September 20, 2005

Tell Your Marketing Partners To Leave Us Alone

A woman whose baby died suddenly, 31 weeks into her pregnancy, writes of having to deal with the steady stream of baby marketing material triggered by her registering at a parenting/pregnancy website:

I dread opening my mailbox to see what the next installment will be in this eerie narrative of my daughter's parallel life as a consumer. It is hard enough to be without her. I am trying to heal and move forward with my life. The advertisements make that process much harder.

It took four phone calls to the baby formula company to get them to take my name off their list. The first three, made by me, did not work. After the third call, I hung up in tears and called my husband.

"I'll handle this," Ira said.

She decided to take careful note of the companies that send material, some even after repeated requests to be removed from mailing lists, and to boycott them. Forever.

A Lost Baby, and the Pain of Endless Reminders in the Mail [nyt]

5 Comments

Good for her. I read this tonight and felt horrible for her; at the same time, with a sinking heart, I decided that the companies in question don't care that they've forever alienated a potential customer. Most likely, the new customers they pick up this way is much larger than any potential boycotters, so for them it makes business sense.

One place that also might have sold her info is a maternity wear store. When I bought maternity gear, the stores always asked my due date if I wasn't already in their computers.

Motherhood Maternity is the sell out devil! They are the only people (other than my OB) that had my due date and I got innundated with junk mail and samples. So, boycott Motherhood for selling their customer information (no matter how desperate you are for a tank top when you're on vacation - do NOT shop there)!

when i miscarried at the end of my first trimester i hadn't outed myself ANYWHERE. i'd registered for babycenter but left only an email address. i hadn't been to a maternity store or signed up with my name or street address anywhere online.

so the ONLY explanation i have for the flood of formula, diaper samples, coupons for chain-store baby photo studios, etc. was my insurance company. which is really sick and wrong.

While I agree it sucks that it's so insanely difficult to get off these lists, it _is_ kind of nice to get a steady stream of free stuff after having a kid. We've gotten posters, calenders, baby books, formula, diapers, diaper creme, nursing pads, etc, etc.

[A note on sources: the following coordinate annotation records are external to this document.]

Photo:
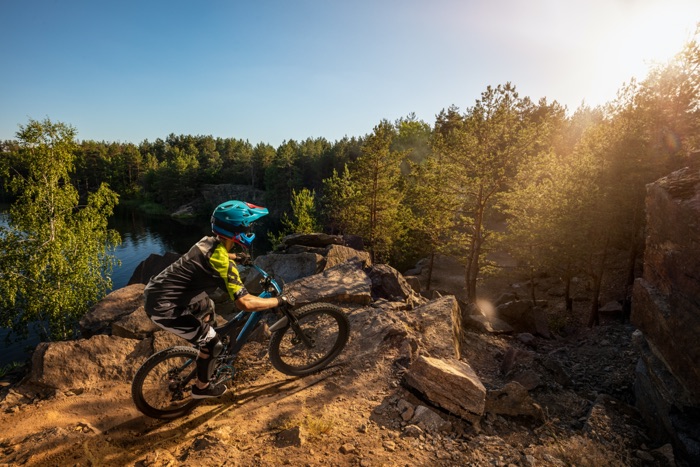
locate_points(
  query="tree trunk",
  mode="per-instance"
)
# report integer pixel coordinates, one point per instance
(594, 318)
(532, 287)
(430, 269)
(567, 289)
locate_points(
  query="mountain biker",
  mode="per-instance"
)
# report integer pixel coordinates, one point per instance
(177, 299)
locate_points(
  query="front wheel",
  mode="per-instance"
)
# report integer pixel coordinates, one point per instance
(318, 337)
(162, 386)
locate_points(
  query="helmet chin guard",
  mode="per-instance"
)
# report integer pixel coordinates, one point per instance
(233, 219)
(245, 240)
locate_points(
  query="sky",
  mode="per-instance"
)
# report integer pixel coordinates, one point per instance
(275, 70)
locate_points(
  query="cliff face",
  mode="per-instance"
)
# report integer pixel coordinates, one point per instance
(666, 310)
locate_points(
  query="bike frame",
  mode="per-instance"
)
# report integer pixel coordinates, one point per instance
(237, 342)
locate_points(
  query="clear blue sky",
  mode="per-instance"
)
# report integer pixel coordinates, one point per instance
(274, 70)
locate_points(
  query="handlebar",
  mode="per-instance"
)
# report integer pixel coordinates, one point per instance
(271, 288)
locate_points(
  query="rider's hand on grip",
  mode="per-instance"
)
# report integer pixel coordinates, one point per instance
(243, 258)
(287, 300)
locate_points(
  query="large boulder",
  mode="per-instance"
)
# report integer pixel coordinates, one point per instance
(388, 283)
(115, 305)
(439, 327)
(666, 309)
(337, 254)
(136, 325)
(87, 363)
(316, 240)
(450, 384)
(346, 282)
(523, 316)
(284, 267)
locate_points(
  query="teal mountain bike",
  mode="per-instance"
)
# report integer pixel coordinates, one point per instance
(303, 341)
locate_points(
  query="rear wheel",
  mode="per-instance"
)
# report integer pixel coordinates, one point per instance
(162, 386)
(322, 332)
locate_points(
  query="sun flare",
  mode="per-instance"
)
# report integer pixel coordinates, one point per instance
(637, 35)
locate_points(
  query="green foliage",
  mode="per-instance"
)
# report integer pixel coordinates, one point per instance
(480, 153)
(303, 217)
(55, 256)
(376, 178)
(339, 203)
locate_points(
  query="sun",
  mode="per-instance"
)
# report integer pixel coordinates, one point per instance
(634, 36)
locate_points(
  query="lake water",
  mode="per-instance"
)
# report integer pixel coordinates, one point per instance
(141, 235)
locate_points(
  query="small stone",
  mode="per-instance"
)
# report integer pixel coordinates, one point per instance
(644, 456)
(413, 431)
(347, 448)
(390, 446)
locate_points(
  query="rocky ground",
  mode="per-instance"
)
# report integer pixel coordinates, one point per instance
(360, 411)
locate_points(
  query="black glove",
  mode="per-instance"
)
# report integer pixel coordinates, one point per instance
(286, 300)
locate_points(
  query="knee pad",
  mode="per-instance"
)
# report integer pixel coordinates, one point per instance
(205, 365)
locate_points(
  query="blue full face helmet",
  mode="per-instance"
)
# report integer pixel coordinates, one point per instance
(233, 219)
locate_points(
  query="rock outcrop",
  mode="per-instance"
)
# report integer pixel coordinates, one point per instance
(666, 310)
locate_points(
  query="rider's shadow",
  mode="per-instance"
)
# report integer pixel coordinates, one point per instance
(266, 393)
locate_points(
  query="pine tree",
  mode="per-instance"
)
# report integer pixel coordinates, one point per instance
(55, 257)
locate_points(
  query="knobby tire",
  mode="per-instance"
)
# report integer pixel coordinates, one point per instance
(323, 324)
(162, 386)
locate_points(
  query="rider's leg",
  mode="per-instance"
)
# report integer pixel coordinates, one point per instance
(209, 349)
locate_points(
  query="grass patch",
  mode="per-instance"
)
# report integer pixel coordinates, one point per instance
(314, 425)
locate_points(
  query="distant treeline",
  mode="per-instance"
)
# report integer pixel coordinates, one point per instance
(565, 190)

Marjorie, I am not going to defend any insurance company, but it would be a gross and blatant violation of Federal Law if they provided any marketing companies with you data. Even by only providing an email address, huge marketing firms buy the data from a place like babycenter.com and then cross reference that email address against other companies that you have done business with and have provided the same email address and a physical address. Bingo, in a few hours you could be on a list, which then multiplies rather quickly. To put this in perspective, Wal-Mart's servers in Bentonville, AR have more data stored on them than what is available on the ENTIRE Internet worldwide, about twice as much data. (and purchasing patterns dating back to the 50's). I hate to say it but its almost impossible NOT to be marketed to.